Wtorek, 9 kwietnia. Podczas porannej odprawy w Referacie Ekologicznym jeden z patroli otrzymał do realizacji zgłoszenie dotyczące kilkunastu zaniedbanych psów. Według zgłaszającego zwierzęta znajdowały się na terenie jednej z nieruchomości w dzielnicy Orunia-św. Wojciech-Lipce. Istniało podejrzenie, że funkcjonuje tam nielegalna hodowla.
Gdy strażniczki przyjechały pod wskazany adres, oniemiały. Na terenie posesji panował nieopisany bałagan i unosił się fetor odchodów. W prawie całym domu i w budynku gospodarczym stały klatki i prowizoryczne kojce ze skrzynkami, które miały pełnić rolę schronienia. W boxach, gdzie przebywały zwierzęta, były ślady pleśni. Część psów była pochowana w szufladach, pod meblami, a nawet w piekarniku. Wśród nich były: cavaliery, jamniki, shih-tzu, buldog francuski i yorki.
Dorosłe psy były bardzo zaniedbane, miały skołtunioną sierść i brodziły we własnych odchodach. Niektóre psy miały zaropiałe oczy i kaszel kenylowy. Nie miały też dostępu do wody. Młode szczeniaki jeszcze z zamkniętymi oczami były oddzielone od matek i nie były karmione. Pomimo dramatycznych warunków, w jakich trzymane były zwierzęta, właściciele nie okazywali żadnej troski o ich dobrostan, a w swoim zachowaniu nie widzieli nic złego.

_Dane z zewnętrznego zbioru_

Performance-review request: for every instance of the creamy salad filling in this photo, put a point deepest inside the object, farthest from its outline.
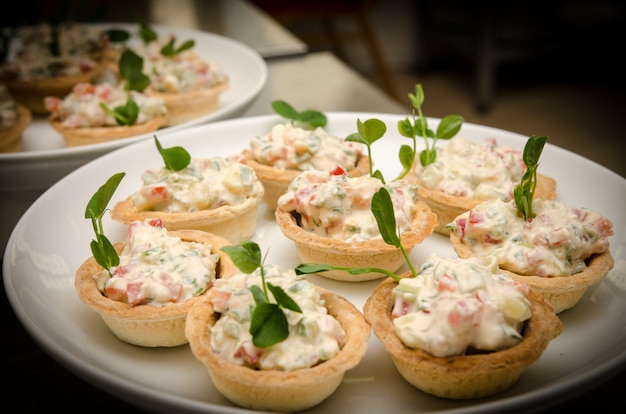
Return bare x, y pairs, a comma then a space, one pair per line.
314, 335
183, 72
336, 205
290, 147
454, 305
482, 171
8, 109
157, 269
205, 184
556, 242
82, 107
30, 57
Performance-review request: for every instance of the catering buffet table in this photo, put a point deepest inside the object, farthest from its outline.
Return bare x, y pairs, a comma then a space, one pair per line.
34, 382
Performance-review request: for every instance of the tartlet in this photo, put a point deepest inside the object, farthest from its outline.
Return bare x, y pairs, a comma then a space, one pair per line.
79, 118
467, 376
275, 389
488, 163
235, 221
14, 119
33, 72
297, 149
146, 325
562, 290
189, 85
365, 248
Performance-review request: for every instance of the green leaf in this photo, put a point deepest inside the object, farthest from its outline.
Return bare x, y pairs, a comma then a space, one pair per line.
307, 119
246, 256
449, 126
524, 192
175, 158
269, 325
130, 68
382, 209
170, 50
407, 156
307, 268
98, 203
258, 294
282, 299
103, 252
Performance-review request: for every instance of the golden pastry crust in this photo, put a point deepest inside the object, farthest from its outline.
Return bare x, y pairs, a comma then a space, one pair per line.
11, 138
313, 248
31, 93
276, 180
561, 293
183, 107
448, 207
466, 376
147, 325
84, 136
234, 223
273, 389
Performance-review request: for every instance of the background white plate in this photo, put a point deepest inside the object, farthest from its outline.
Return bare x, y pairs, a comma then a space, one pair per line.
45, 159
52, 239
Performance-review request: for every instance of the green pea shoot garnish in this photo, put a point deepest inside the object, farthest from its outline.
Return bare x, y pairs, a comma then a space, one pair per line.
175, 158
269, 324
382, 209
102, 249
524, 192
307, 119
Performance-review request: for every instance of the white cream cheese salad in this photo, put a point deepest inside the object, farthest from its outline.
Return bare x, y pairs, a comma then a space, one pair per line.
291, 147
183, 72
206, 183
158, 269
82, 107
314, 335
482, 171
556, 242
30, 52
453, 305
336, 205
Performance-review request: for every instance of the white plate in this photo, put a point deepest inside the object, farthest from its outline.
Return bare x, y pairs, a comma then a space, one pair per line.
45, 159
52, 239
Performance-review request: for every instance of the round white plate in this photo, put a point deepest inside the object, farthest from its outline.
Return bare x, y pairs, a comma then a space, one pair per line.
52, 239
45, 158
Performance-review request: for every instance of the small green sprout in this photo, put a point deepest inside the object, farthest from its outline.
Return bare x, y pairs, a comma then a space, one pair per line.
307, 119
175, 158
369, 132
382, 209
524, 192
448, 127
102, 249
131, 71
269, 324
124, 115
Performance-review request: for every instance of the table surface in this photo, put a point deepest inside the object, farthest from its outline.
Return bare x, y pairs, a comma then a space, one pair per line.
29, 372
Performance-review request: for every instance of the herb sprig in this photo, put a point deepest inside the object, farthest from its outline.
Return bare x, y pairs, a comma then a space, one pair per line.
448, 127
524, 192
372, 130
175, 158
382, 209
269, 324
102, 249
307, 119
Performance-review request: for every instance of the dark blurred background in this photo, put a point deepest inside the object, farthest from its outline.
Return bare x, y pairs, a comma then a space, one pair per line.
534, 67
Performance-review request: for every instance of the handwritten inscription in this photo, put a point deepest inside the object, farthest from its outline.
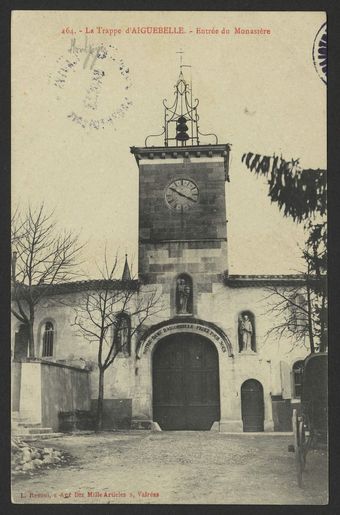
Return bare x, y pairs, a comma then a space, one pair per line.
102, 95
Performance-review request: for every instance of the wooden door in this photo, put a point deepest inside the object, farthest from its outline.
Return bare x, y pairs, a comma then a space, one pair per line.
185, 383
252, 406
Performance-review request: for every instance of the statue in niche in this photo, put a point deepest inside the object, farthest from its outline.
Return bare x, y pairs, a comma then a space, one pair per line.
183, 295
246, 332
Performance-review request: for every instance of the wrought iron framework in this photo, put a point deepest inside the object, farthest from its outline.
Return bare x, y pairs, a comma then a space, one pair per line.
181, 119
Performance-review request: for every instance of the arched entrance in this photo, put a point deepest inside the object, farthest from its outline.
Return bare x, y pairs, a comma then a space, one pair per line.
252, 406
186, 392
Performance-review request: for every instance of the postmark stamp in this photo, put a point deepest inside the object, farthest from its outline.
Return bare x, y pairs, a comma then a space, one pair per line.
92, 83
320, 52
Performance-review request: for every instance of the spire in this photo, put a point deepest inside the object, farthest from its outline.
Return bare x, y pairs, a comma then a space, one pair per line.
181, 126
126, 272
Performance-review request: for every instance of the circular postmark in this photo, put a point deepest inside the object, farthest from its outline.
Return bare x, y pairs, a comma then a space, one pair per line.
320, 52
92, 83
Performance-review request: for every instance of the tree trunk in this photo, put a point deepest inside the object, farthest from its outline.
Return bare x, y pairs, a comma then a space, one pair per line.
310, 323
323, 332
31, 351
99, 421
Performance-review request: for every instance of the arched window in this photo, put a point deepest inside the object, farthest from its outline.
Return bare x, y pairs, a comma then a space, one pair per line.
123, 334
246, 332
298, 320
297, 377
47, 340
184, 295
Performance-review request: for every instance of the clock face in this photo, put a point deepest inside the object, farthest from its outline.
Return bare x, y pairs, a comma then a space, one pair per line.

Strażniczki, mając na względzie dobro zwierząt, podjęły decyzję o interwencyjnym odebraniu psów ich właścicielom. Jako wsparcie przyjechały także dodatkowe radiowozy straży miejskiej. Oprócz strażników w interwencji uczestniczyli policjanci i pracownicy ze Schroniska dla bezdomnych zwierząt „Promyk”. W sumie mundurowi odebrali 58 psów, które trafiły pod opiekę weterynarzy.